Avertissement concernant les sources du XIXe siècle  —  Ma bibliographie ne s'étant pas vraiment enrichie de titres récents depuis plusieurs années, faute de moyens, mais aussi faute d'une situation universitaire régulière, c'est-à-dire d'une affiliation, mais encore en raison de mon éloignement relatif des grands centres et, toujours, bien sûr, de mon état de santé, je me suis tourné, dans ce texte, davantage vers le passé (mais un passé orienté :  logique, théorie de la connaissance, psychologie au XIXe siècle et au tournant du siècle, c'est-à-dire celui qu'on désignait ainsi jusqu'au nouveau) et vers internet, la toile, tissée « de bric et de broc », mais je m'efforcerai de rendre à César ce qui lui revient, dans la mesure du possible, comme j'ai toujours été d'une honnêteté intellectuelle scrupuleuse.

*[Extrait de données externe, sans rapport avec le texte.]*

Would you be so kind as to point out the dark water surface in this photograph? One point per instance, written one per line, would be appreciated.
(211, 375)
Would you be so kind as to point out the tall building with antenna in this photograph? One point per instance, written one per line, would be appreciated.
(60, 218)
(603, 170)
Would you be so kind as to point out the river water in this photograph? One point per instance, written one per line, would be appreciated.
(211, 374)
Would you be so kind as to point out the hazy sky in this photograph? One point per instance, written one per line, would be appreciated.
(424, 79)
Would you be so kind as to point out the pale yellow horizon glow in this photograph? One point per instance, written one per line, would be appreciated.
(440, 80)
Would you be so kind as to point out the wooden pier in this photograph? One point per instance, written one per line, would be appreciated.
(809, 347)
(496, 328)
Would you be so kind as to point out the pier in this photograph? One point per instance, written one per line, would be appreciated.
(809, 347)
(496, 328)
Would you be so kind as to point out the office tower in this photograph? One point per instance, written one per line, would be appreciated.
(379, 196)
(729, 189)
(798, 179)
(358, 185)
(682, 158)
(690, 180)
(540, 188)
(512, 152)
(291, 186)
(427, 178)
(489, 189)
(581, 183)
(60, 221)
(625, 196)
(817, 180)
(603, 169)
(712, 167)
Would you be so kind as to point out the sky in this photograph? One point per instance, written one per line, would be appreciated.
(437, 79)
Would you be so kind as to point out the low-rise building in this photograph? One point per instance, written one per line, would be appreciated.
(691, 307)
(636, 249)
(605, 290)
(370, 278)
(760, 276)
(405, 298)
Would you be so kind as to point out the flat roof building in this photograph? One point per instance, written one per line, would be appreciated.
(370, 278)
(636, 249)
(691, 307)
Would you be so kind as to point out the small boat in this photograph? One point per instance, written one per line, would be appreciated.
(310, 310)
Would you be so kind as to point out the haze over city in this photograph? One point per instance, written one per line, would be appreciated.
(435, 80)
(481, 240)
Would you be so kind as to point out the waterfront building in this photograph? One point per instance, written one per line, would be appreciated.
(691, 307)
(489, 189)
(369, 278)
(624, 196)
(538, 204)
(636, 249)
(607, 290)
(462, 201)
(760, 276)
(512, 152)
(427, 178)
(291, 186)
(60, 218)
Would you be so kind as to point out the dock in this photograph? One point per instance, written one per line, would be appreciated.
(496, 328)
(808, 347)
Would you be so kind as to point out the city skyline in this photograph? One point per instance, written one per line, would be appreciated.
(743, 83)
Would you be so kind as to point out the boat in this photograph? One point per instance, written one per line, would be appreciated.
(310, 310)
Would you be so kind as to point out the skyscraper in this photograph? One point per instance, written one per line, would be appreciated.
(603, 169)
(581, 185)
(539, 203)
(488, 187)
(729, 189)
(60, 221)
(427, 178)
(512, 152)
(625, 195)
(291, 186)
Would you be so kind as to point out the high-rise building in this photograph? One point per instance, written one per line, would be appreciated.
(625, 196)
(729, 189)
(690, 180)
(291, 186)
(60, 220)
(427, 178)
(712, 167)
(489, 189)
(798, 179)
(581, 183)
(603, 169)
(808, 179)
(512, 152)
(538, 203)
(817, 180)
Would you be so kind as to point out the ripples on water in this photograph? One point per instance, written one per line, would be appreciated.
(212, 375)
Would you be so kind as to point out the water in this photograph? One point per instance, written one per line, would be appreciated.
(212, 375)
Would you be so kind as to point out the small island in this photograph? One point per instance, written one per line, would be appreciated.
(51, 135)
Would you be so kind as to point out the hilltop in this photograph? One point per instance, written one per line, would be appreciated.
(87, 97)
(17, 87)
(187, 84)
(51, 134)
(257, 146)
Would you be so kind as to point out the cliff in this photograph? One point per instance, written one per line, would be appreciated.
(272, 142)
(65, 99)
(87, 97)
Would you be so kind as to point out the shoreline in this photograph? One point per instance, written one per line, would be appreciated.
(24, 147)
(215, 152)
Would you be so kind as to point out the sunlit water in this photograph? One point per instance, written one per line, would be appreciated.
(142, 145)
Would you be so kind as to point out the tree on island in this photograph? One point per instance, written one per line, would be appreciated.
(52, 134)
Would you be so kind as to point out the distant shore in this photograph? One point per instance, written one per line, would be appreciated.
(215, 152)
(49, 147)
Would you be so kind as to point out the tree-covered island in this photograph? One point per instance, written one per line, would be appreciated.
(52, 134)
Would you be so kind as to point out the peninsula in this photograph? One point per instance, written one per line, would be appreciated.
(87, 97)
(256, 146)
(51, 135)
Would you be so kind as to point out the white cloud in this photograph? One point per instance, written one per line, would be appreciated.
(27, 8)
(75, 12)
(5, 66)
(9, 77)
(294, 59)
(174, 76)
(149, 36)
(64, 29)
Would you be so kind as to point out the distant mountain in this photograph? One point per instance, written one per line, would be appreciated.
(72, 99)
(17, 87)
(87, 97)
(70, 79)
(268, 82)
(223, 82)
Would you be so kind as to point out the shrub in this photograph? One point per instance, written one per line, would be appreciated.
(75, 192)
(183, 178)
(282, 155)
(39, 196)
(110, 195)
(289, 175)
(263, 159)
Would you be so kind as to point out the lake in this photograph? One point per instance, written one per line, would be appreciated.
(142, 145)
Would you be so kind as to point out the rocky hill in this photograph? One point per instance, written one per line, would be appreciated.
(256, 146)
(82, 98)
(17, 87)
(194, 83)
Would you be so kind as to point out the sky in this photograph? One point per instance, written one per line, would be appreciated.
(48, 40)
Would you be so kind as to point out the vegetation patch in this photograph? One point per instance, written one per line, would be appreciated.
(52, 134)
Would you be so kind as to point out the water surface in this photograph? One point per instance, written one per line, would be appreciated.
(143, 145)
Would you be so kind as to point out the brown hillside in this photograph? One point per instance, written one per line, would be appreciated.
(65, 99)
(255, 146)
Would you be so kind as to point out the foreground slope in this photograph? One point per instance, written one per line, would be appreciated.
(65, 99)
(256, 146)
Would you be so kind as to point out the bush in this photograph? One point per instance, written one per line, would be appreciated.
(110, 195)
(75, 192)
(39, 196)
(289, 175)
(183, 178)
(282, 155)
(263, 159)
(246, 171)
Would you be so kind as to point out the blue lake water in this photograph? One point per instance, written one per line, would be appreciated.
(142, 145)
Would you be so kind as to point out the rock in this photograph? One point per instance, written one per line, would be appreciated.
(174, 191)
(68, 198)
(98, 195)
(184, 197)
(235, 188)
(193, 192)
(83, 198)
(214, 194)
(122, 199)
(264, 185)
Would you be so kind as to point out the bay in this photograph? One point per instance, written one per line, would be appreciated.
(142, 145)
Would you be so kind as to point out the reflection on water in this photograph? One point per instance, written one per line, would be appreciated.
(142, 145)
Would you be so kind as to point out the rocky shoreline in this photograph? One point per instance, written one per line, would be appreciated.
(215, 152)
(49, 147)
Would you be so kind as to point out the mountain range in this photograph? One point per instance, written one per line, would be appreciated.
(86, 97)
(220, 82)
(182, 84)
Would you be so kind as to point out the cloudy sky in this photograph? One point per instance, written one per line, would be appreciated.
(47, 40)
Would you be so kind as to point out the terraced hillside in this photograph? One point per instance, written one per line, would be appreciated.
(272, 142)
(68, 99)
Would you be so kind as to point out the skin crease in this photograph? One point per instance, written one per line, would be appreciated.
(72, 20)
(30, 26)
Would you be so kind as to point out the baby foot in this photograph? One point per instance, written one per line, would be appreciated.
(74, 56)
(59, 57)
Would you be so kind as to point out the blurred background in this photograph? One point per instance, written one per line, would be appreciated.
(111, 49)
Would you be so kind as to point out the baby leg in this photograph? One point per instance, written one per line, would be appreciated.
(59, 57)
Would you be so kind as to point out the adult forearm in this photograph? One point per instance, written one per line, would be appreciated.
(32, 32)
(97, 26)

plan détaillé de l'ensemble « de l'inférence sémantique »

Les pages qui suivent se sont « enrichies » de l'apport de philosophes, logiciens et psychologues, tels que Henri Delacroix, Goblot, Couturat, Meyerson, Binet, J. S. Mill, Théodule Ribot, Liard, Frédéric Paulhan, Henri Piéron, Ernest et Adrien Naville, Antoine Meillet, et d'autres, surtout grâce à Gallica) et, moindrement, les éditions Vigdor et GoogleBooks. — Le site de docschnauzer a maintenant son blog, sorte de chronique d'humeur les mots du sens qui forme un prolongement plus ou moins badin ou chagrin, baromètre de ladite humeur.

La place des logiciens s'explique par le désir de vérifier l'hypothèse d'une inférence « indifférenciée » qui est à la base de la règle — primitive, en quelque sorte.  Je crois l'avoir découverte non pas en remontant à Aristote, prisonnier du syllogisme comme prototype de la déduction, non pas chez les scolastiques, pas plus que chez Descartes (ou Leibni[t]z) ni chez Kant, mais bien dans le passage de la logique formelle (c'est-à-dire la logique traditionnelle, y compris Port-Royal) à la logistique (ou logique symbolique) dont l'apparition graduelle se fait entre 1875 et 1925.  Et quand je parle d'inférence je n'entends pas les conversions, inversions, obversions ou contrapositions dites inférences médiates dans la langue de l'École, mais bien la formule fondamentale du raisonnement.  Je ne comptais pas faire l'historique de la notion, mais expliquer comment elle a pu apparaître dans le débat, que dis-je, la polémique sur le syllogisme qui faisait rage tout au long du XIXe siècle ;  je ne présenterai cependant pas les arguments de la Tradition, qui s'apprêtait à canoniser saint Aristote et saint Descartes qui tournait le dos à l'École (mais créait un courant de pensée rétrograde), quand les Anglo-Saxons donnèrent un coup de pied dans la fourmilière (cf. Hamilton, Stuart Mill, Bain, Spencer).